All of lore.kernel.org
 help / color / mirror / Atom feed
From: Jens Axboe <axboe@kernel.dk>
To: Jann Horn <jannh@google.com>
Cc: linux-aio@kvack.org, linux-block@vger.kernel.org,
	Linux API <linux-api@vger.kernel.org>,
	hch@lst.de, jmoyer@redhat.com, Avi Kivity <avi@scylladb.com>,
	Al Viro <viro@zeniv.linux.org.uk>
Subject: Re: [PATCH 14/19] io_uring: add file set registration
Date: Fri, 8 Feb 2019 17:16:05 -0700	[thread overview]
Message-ID: <7a003733-a1aa-0f55-324d-4bf0360a5df9@kernel.dk> (raw)
In-Reply-To: <CAG48ez2Fp10zQ4Y-x4RJh3Cu=vABu9w8ZrAJThvkh6pr74ZiQw@mail.gmail.com>

On 2/8/19 1:26 PM, Jann Horn wrote:
> On Fri, Feb 8, 2019 at 6:35 PM Jens Axboe <axboe@kernel.dk> wrote:
>> We normally have to fget/fput for each IO we do on a file. Even with
>> the batching we do, the cost of the atomic inc/dec of the file usage
>> count adds up.
>>
>> This adds IORING_REGISTER_FILES, and IORING_UNREGISTER_FILES opcodes
>> for the io_uring_register(2) system call. The arguments passed in must
>> be an array of __s32 holding file descriptors, and nr_args should hold
>> the number of file descriptors the application wishes to pin for the
>> duration of the io_uring instance (or until IORING_UNREGISTER_FILES is
>> called).
>>
>> When used, the application must set IOSQE_FIXED_FILE in the sqe->flags
>> member. Then, instead of setting sqe->fd to the real fd, it sets sqe->fd
>> to the index in the array passed in to IORING_REGISTER_FILES.
>>
>> Files are automatically unregistered when the io_uring instance is torn
>> down. An application need only unregister if it wishes to register a new
>> set of fds.
> 
> I think the overall concept here is still broken: You're giving the
> user_files to the GC, and I think the GC can drop their refcounts, but
> I don't see you actually getting feedback from the GC anywhere that
> would let the GC break your references? E.g. in io_prep_rw() you grab
> file pointers from ctx->user_files after simply checking
> ctx->nr_user_files, and there is no path from the GC that touches
> those fields. As far as I can tell, the GC is just going to go through
> unix_destruct_scm() and drop references on your files, causing
> use-after-free.
> 
> But the unix GC is complicated, and maybe I'm just missing something...

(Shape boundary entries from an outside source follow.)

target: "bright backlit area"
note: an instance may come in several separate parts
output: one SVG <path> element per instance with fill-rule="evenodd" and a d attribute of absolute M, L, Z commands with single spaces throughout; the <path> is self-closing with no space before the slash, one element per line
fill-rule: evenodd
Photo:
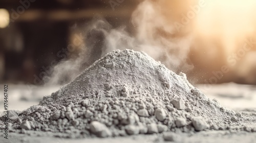
<path fill-rule="evenodd" d="M 0 28 L 5 28 L 9 25 L 9 14 L 5 9 L 0 9 Z"/>

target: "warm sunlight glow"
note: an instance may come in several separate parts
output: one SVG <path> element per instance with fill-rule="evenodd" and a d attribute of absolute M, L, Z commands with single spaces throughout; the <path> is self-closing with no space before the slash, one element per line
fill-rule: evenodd
<path fill-rule="evenodd" d="M 226 54 L 238 48 L 237 42 L 255 33 L 256 1 L 205 2 L 206 6 L 198 14 L 196 29 L 205 38 L 220 39 Z"/>
<path fill-rule="evenodd" d="M 0 9 L 0 28 L 5 28 L 9 25 L 9 15 L 8 11 L 4 9 Z"/>

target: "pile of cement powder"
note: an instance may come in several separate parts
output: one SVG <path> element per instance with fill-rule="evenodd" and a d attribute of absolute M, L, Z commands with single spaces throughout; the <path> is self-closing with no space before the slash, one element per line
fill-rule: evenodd
<path fill-rule="evenodd" d="M 10 111 L 9 129 L 50 131 L 68 137 L 256 131 L 246 127 L 249 121 L 241 113 L 208 99 L 185 74 L 180 75 L 143 52 L 115 51 L 44 97 L 38 105 L 22 112 Z M 0 125 L 3 128 L 3 122 Z M 163 136 L 173 139 L 171 135 Z"/>

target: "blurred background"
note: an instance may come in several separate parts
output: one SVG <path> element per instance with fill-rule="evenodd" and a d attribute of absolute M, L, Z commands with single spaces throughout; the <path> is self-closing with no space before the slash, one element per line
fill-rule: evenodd
<path fill-rule="evenodd" d="M 61 85 L 116 49 L 194 84 L 256 84 L 256 1 L 1 0 L 0 83 Z"/>

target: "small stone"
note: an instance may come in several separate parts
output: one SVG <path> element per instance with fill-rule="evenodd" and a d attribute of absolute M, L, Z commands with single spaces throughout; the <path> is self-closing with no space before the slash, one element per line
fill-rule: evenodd
<path fill-rule="evenodd" d="M 201 116 L 194 117 L 191 119 L 192 124 L 197 131 L 200 131 L 208 127 L 207 124 Z"/>
<path fill-rule="evenodd" d="M 106 126 L 97 121 L 93 121 L 90 124 L 90 130 L 98 137 L 106 137 L 112 135 L 110 131 Z"/>
<path fill-rule="evenodd" d="M 163 134 L 163 138 L 165 141 L 179 142 L 181 140 L 180 136 L 173 132 L 165 132 Z"/>
<path fill-rule="evenodd" d="M 242 117 L 242 114 L 240 113 L 236 113 L 236 116 L 238 117 Z"/>
<path fill-rule="evenodd" d="M 114 62 L 110 62 L 106 63 L 105 65 L 105 67 L 106 68 L 113 68 L 115 67 L 115 63 Z"/>
<path fill-rule="evenodd" d="M 122 91 L 124 92 L 128 92 L 128 87 L 126 86 L 123 86 L 123 88 L 122 88 Z"/>
<path fill-rule="evenodd" d="M 166 86 L 167 88 L 170 89 L 170 83 L 166 83 L 165 84 L 165 85 Z"/>
<path fill-rule="evenodd" d="M 26 130 L 30 130 L 30 129 L 31 129 L 30 123 L 29 123 L 29 122 L 27 120 L 23 121 L 20 124 L 19 127 Z"/>
<path fill-rule="evenodd" d="M 75 126 L 77 126 L 79 125 L 79 122 L 78 120 L 74 120 L 72 121 L 73 125 Z"/>
<path fill-rule="evenodd" d="M 129 135 L 138 134 L 140 132 L 139 128 L 133 125 L 129 125 L 125 126 L 125 131 Z"/>
<path fill-rule="evenodd" d="M 159 133 L 162 133 L 163 132 L 166 132 L 168 130 L 168 127 L 164 125 L 158 124 L 157 129 L 158 129 L 158 132 Z"/>
<path fill-rule="evenodd" d="M 146 134 L 147 132 L 147 127 L 142 124 L 138 124 L 140 134 Z"/>
<path fill-rule="evenodd" d="M 237 119 L 234 116 L 231 117 L 230 118 L 230 120 L 231 121 L 233 121 L 233 122 L 237 122 L 238 121 Z"/>
<path fill-rule="evenodd" d="M 149 116 L 148 112 L 145 109 L 140 109 L 138 110 L 138 111 L 137 112 L 137 114 L 141 116 L 148 117 Z"/>
<path fill-rule="evenodd" d="M 174 99 L 171 101 L 171 103 L 178 109 L 185 109 L 186 108 L 183 100 L 181 98 Z"/>
<path fill-rule="evenodd" d="M 187 112 L 192 112 L 192 110 L 189 107 L 187 107 L 187 108 L 186 108 L 186 111 L 187 111 Z"/>
<path fill-rule="evenodd" d="M 201 93 L 199 89 L 197 88 L 195 88 L 191 90 L 192 93 L 196 95 L 197 97 L 201 97 Z"/>
<path fill-rule="evenodd" d="M 122 94 L 122 96 L 123 96 L 123 97 L 124 97 L 124 98 L 126 98 L 126 97 L 127 97 L 129 95 L 129 93 L 128 93 L 128 92 L 123 92 L 123 93 Z"/>
<path fill-rule="evenodd" d="M 178 128 L 184 127 L 187 124 L 186 120 L 184 118 L 177 117 L 175 121 L 175 124 Z"/>
<path fill-rule="evenodd" d="M 52 118 L 54 120 L 57 120 L 60 117 L 60 111 L 57 111 L 54 112 L 52 115 Z"/>
<path fill-rule="evenodd" d="M 175 111 L 175 108 L 174 108 L 173 107 L 172 107 L 171 106 L 170 106 L 169 105 L 168 105 L 166 106 L 166 107 L 168 109 L 168 110 L 169 110 L 169 111 L 170 111 L 171 112 Z"/>
<path fill-rule="evenodd" d="M 155 115 L 156 118 L 161 122 L 162 122 L 166 117 L 166 113 L 162 108 L 157 108 L 155 111 Z"/>
<path fill-rule="evenodd" d="M 66 116 L 69 120 L 74 120 L 75 118 L 73 112 L 67 112 L 66 113 Z"/>
<path fill-rule="evenodd" d="M 151 123 L 147 125 L 147 133 L 148 134 L 153 134 L 158 133 L 157 125 L 155 123 Z"/>
<path fill-rule="evenodd" d="M 90 102 L 88 100 L 84 100 L 82 101 L 82 106 L 86 107 L 86 108 L 90 106 Z"/>

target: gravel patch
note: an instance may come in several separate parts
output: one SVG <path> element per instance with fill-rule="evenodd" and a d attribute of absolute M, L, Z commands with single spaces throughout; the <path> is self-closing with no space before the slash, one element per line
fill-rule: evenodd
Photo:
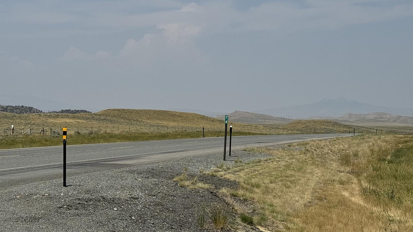
<path fill-rule="evenodd" d="M 240 150 L 232 154 L 226 165 L 268 156 Z M 222 154 L 216 153 L 73 177 L 68 173 L 71 185 L 66 187 L 56 180 L 0 192 L 0 231 L 214 231 L 210 226 L 199 229 L 197 215 L 203 207 L 220 207 L 233 221 L 238 216 L 219 190 L 237 188 L 237 183 L 202 175 L 200 180 L 213 187 L 190 189 L 172 179 L 185 167 L 188 175 L 195 175 L 222 159 Z M 242 231 L 255 230 L 240 226 Z"/>

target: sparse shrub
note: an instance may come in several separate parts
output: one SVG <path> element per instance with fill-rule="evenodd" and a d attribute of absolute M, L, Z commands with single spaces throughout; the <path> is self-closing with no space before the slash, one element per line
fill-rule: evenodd
<path fill-rule="evenodd" d="M 240 215 L 240 219 L 242 223 L 249 225 L 254 225 L 254 218 L 252 216 L 246 213 L 242 213 Z"/>
<path fill-rule="evenodd" d="M 225 164 L 222 162 L 216 166 L 216 168 L 220 169 L 222 169 L 224 167 L 225 167 Z"/>
<path fill-rule="evenodd" d="M 212 211 L 211 219 L 214 227 L 217 230 L 222 230 L 228 222 L 228 215 L 222 209 L 217 208 Z"/>

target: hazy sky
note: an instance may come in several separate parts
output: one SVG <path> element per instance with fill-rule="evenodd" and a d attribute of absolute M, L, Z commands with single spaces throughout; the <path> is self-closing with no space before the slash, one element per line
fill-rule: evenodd
<path fill-rule="evenodd" d="M 99 109 L 413 107 L 411 0 L 2 0 L 0 31 L 2 95 Z"/>

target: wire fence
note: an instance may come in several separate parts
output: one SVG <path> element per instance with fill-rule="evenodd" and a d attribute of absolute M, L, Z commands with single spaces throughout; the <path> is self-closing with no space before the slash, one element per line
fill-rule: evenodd
<path fill-rule="evenodd" d="M 62 134 L 62 128 L 63 126 L 57 127 L 39 127 L 28 125 L 26 126 L 16 125 L 14 127 L 13 134 L 14 135 L 58 135 Z M 29 130 L 30 129 L 30 130 Z M 68 134 L 74 135 L 93 135 L 100 133 L 174 133 L 184 132 L 202 132 L 214 131 L 223 132 L 224 129 L 218 129 L 216 128 L 205 128 L 202 127 L 188 127 L 176 126 L 170 126 L 163 125 L 145 125 L 140 126 L 128 126 L 125 125 L 97 125 L 96 126 L 85 127 L 79 125 L 77 126 L 67 127 L 67 133 Z M 12 128 L 11 127 L 3 127 L 4 135 L 11 135 Z M 233 130 L 235 132 L 235 130 Z"/>

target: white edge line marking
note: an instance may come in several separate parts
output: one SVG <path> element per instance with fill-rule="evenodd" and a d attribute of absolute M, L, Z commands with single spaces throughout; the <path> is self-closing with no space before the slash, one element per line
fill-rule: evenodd
<path fill-rule="evenodd" d="M 331 135 L 329 135 L 329 136 L 318 136 L 318 137 L 306 137 L 300 138 L 299 139 L 306 139 L 306 140 L 311 140 L 311 138 L 324 138 L 324 137 L 331 137 L 332 138 L 336 138 L 336 137 L 349 137 L 350 136 L 350 135 L 340 135 L 336 136 L 332 136 Z M 351 135 L 351 136 L 352 136 L 352 135 Z M 233 145 L 234 146 L 235 145 L 245 145 L 245 144 L 255 144 L 255 143 L 264 143 L 264 142 L 275 142 L 275 141 L 282 141 L 283 140 L 291 140 L 291 139 L 285 139 L 285 140 L 269 140 L 269 141 L 266 141 L 256 142 L 252 142 L 252 143 L 238 143 L 238 144 L 234 144 Z M 294 142 L 295 142 L 295 141 L 291 141 L 291 142 L 292 143 L 293 143 Z M 104 161 L 104 160 L 105 159 L 112 159 L 121 158 L 124 158 L 124 157 L 129 157 L 129 156 L 140 156 L 140 155 L 150 155 L 150 154 L 162 154 L 162 153 L 166 153 L 166 152 L 184 152 L 184 151 L 186 151 L 186 150 L 193 150 L 194 149 L 206 149 L 206 148 L 213 148 L 214 147 L 222 147 L 222 145 L 218 145 L 218 146 L 211 146 L 211 147 L 198 147 L 198 148 L 189 148 L 189 149 L 182 149 L 182 150 L 172 150 L 172 151 L 165 151 L 164 152 L 151 152 L 151 153 L 144 153 L 143 154 L 134 154 L 134 155 L 128 155 L 127 156 L 114 156 L 114 157 L 107 157 L 107 158 L 100 158 L 100 159 L 85 159 L 85 160 L 79 160 L 79 161 L 71 161 L 70 162 L 67 162 L 66 163 L 77 163 L 77 162 L 87 162 L 87 161 L 95 161 L 95 160 L 102 160 L 102 161 Z M 5 171 L 5 170 L 12 170 L 13 169 L 21 169 L 21 168 L 34 168 L 34 167 L 41 167 L 42 166 L 47 166 L 47 165 L 56 165 L 56 164 L 62 164 L 63 163 L 48 163 L 47 164 L 40 164 L 40 165 L 34 165 L 34 166 L 26 166 L 26 167 L 19 167 L 19 168 L 6 168 L 6 169 L 0 169 L 0 171 Z"/>

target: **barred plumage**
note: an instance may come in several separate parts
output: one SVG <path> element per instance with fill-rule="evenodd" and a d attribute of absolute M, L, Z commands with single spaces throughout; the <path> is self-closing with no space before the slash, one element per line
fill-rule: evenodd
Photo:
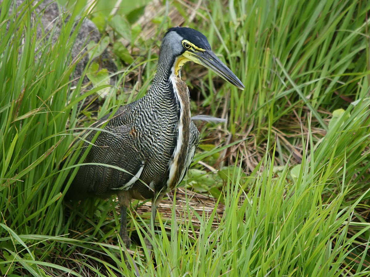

Only when the skb is released, which is either done when the io_uring
is torn down (and then definitely safe), or if the socket is released,
which is again also at a safe time.

>> +static void __io_sqe_files_unregister(struct io_ring_ctx *ctx)
>> +{
>> +#if defined(CONFIG_UNIX)
>> +       if (ctx->ring_sock) {
>> +               struct sock *sock = ctx->ring_sock->sk;
>> +               struct sk_buff *skb;
>> +
>> +               while ((skb = skb_dequeue(&sock->sk_receive_queue)) != NULL)
>> +                       kfree_skb(skb);
>> +       }
>> +#else
>> +       int i;
>> +
>> +       for (i = 0; i < ctx->nr_user_files; i++)
>> +               fput(ctx->user_files[i]);
>> +#endif
>> +}
>> +
>> +static int io_sqe_files_unregister(struct io_ring_ctx *ctx)
>> +{
>> +       if (!ctx->user_files)
>> +               return -ENXIO;
>> +
>> +       __io_sqe_files_unregister(ctx);
>> +       kfree(ctx->user_files);
>> +       ctx->user_files = NULL;
>> +       return 0;
>> +}
>> +
>> +#if defined(CONFIG_UNIX)
>> +static int __io_sqe_files_scm(struct io_ring_ctx *ctx, int nr, int offset)
>> +{
>> +       struct scm_fp_list *fpl;
>> +       struct sk_buff *skb;
>> +       int i;
>> +
>> +       fpl = kzalloc(sizeof(*fpl), GFP_KERNEL);
>> +       if (!fpl)
>> +               return -ENOMEM;
>> +
>> +       skb = alloc_skb(0, GFP_KERNEL);
>> +       if (!skb) {
>> +               kfree(fpl);
>> +               return -ENOMEM;
>> +       }
>> +
>> +       skb->sk = ctx->ring_sock->sk;
>> +       skb->destructor = unix_destruct_scm;
>> +
>> +       fpl->user = get_uid(ctx->user);
>> +       for (i = 0; i < nr; i++) {
>> +               fpl->fp[i] = get_file(ctx->user_files[i + offset]);
>> +               unix_inflight(fpl->user, fpl->fp[i]);
>> +               fput(fpl->fp[i]);
> 
> This pattern is almost always superfluous. You increment the file's
> refcount, maybe insert the file into a list (essentially), and drop
> the file's refcount back down. You're already holding a stable
> reference, and you're not temporarily lending that to anyone else.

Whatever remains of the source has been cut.